Takeaways are indeed the impact component on defense. The Saints defense ranked a lowly 25th in yards allowed this season (357.8 per game), but who cares when you're winning, and often winning easily, thanks in part to a defense that scores and sets up your offense with a steady supply of short fields? The Saints offense led the league in scoring this season with a franchise-record 510 points, and the defense was no mere bystander in that accomplishment.

"It was my No. 1 job when I came in the door; we had to do a better job of taking the ball away,'' Williams said Tuesday, sitting in the stands of Sun Life Stadium on Super Bowl media day. "They didn't do a very good job of that here before. Sometimes I had to hurt some feelings. Sometimes I had to stick a foot in places where normally a foot doesn't go. But they had to understand how serious I was about every single time in practice, [the ball's] ours.

"And remember this: They call them takeaways. They don't call them giveaways. I don't want to hear that. It's not a turnover. It's a takeaway. If you take that approach, you go try and take the ball all the time. It's not something you just do half the time.''

The Saints responded to what Williams was preaching almost immediately. They had at least one takeaway in each of their first 13 games this season -- all wins -- and scored seven defensive touchdowns in the first eight games of the season.

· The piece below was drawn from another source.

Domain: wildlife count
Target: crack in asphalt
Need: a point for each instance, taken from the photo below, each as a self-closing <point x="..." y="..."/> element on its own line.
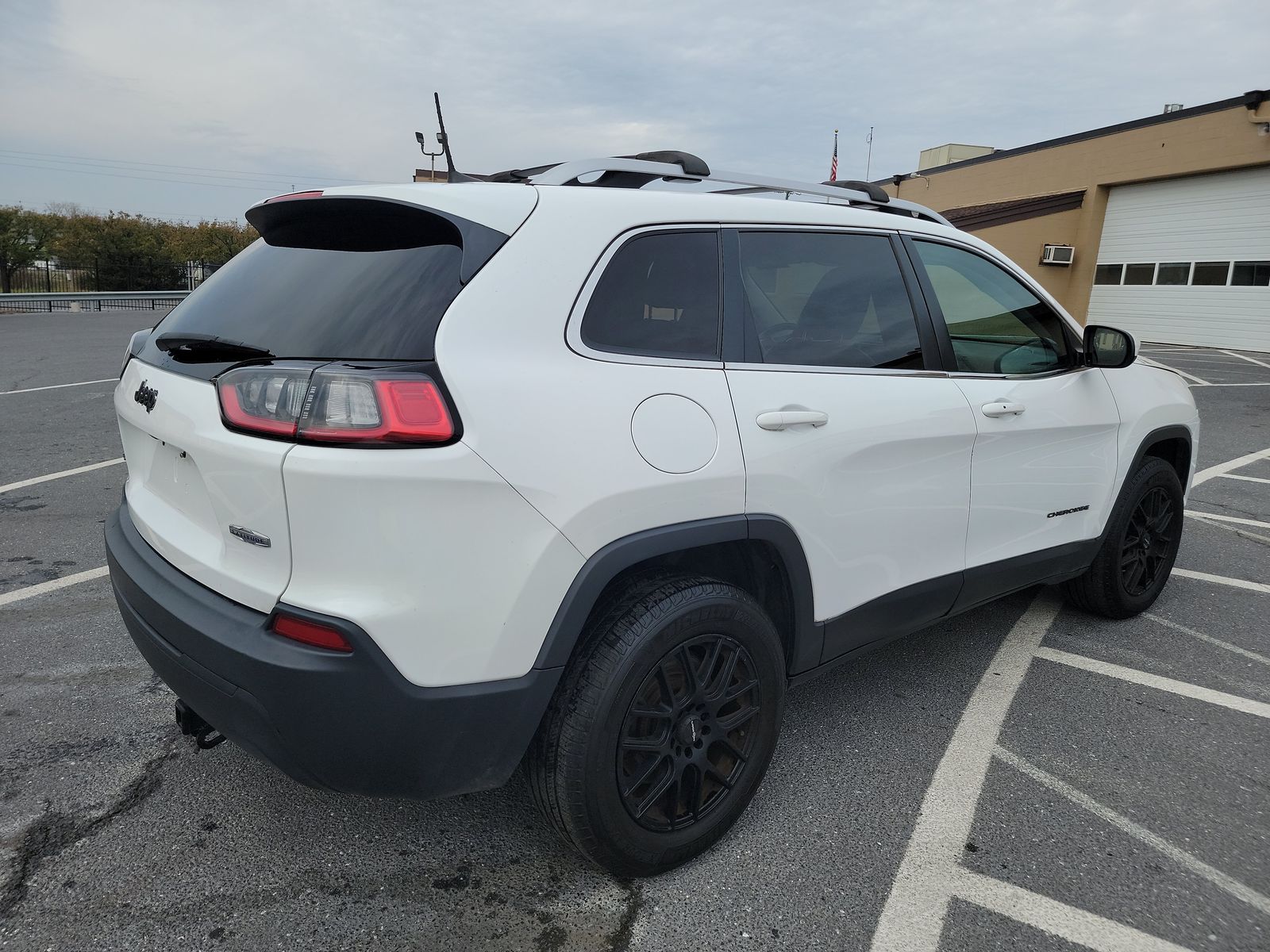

And was there a player more often in the right spot at the right time this season than veteran safety Darren Sharper, who signed a one-year deal with New Orleans last offseason and then proceeded to tie for the NFL interceptions lead with a career-best nine. He returned three of those picks for touchdowns (97, 99 and 42 yards), and his 376 interception return yards this season set an NFL record.

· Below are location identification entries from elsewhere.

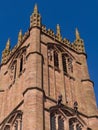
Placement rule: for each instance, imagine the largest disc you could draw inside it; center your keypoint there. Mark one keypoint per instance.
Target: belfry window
(21, 64)
(78, 127)
(53, 122)
(71, 126)
(56, 60)
(60, 123)
(70, 66)
(7, 127)
(64, 63)
(57, 122)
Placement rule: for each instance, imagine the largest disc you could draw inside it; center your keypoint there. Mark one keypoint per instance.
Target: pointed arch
(62, 116)
(13, 120)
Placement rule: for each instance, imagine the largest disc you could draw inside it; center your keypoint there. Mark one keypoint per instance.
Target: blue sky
(83, 14)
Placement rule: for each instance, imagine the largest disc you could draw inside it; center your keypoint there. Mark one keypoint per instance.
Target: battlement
(35, 21)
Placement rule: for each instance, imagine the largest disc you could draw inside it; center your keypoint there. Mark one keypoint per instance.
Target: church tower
(45, 83)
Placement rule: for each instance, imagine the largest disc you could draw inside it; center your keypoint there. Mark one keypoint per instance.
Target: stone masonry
(45, 83)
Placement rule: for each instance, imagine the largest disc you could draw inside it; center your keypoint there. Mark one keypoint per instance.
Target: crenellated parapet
(35, 21)
(77, 45)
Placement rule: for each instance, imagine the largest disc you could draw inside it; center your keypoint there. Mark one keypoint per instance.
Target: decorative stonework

"Gregg has made us a mentally aggressive, mentally balls to the wall type of defense,'' said Sharper, whose three touchdowns led all league defenders. "He's made us feel like we're not going to play second-fiddle to anyone. He brought a style of play where we're attacking the football, going after the football. When you win the turnover battle, a lot of times you're going to win the game.''

Williams' ball-obsession in practice even tried the patience of the Saints offensive coaches at times. But with the payoff being so obvious, those complaints were quickly muted.

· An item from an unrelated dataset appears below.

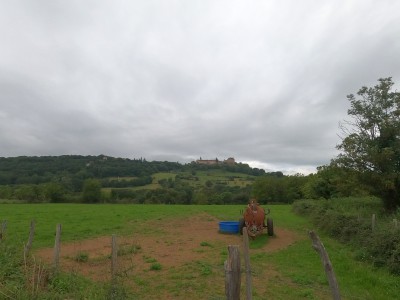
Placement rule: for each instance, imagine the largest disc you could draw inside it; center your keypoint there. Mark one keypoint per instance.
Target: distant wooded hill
(42, 169)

"It was different,'' Saints offensive coordinator Pete Carmichael Jr. told me this week. "It was a really different approach in practice, and at times it was like, 'Oh, man.' But it was obviously what the team needed on that side of the ball, and it's really helped both sides. We have to protect the ball better now because of how Gregg's defense practices.''

Williams' in-your-face-coaching style has given the Saints defense a swagger it never had under previous defensive coordinator Gary Gibbs, who Payton fired after three years following the 2008 season. Williams has been known to swear a blue streak at the drop of the hat, and he proudly tells his players that he coaches "aggressive and nasty.''

"I told them from the first day, 'All your life you've had coaches where you've had an excuse to where they slow you down, they don't let you play the way you want to play,' '' Williams said. "You're not going to have that excuse here. All my life I've been trying to speed people up. I've been trying to get people to play tougher, get people to play nastier. They've jumped on the bandwagon and they've taken the ball and run with it.''

Winning always gets everyone to buy in, of course. That's the way the NFL works. But Saints defenders really love playing for Williams, because he motivates and has them leaning into their assignments, rather than playing back on their heels in a, well, defensive position.

"He doesn't hold back any punches,'' Saints safety Roman Harper said. "He's an aggressive guy, but he's a cool guy. I like his style. I like the way he coaches. He puts a lot of things on your shoulders and challenges you mentally too. And he'll cuss anybody. I don't think he holds back against anyone. But it's OK to do that. That's part of talking and being a grown man. I've even picked up a couple new words.''

Make that at least one: Takeaways. Williams' favorite word has quickly become the Saints' obsession.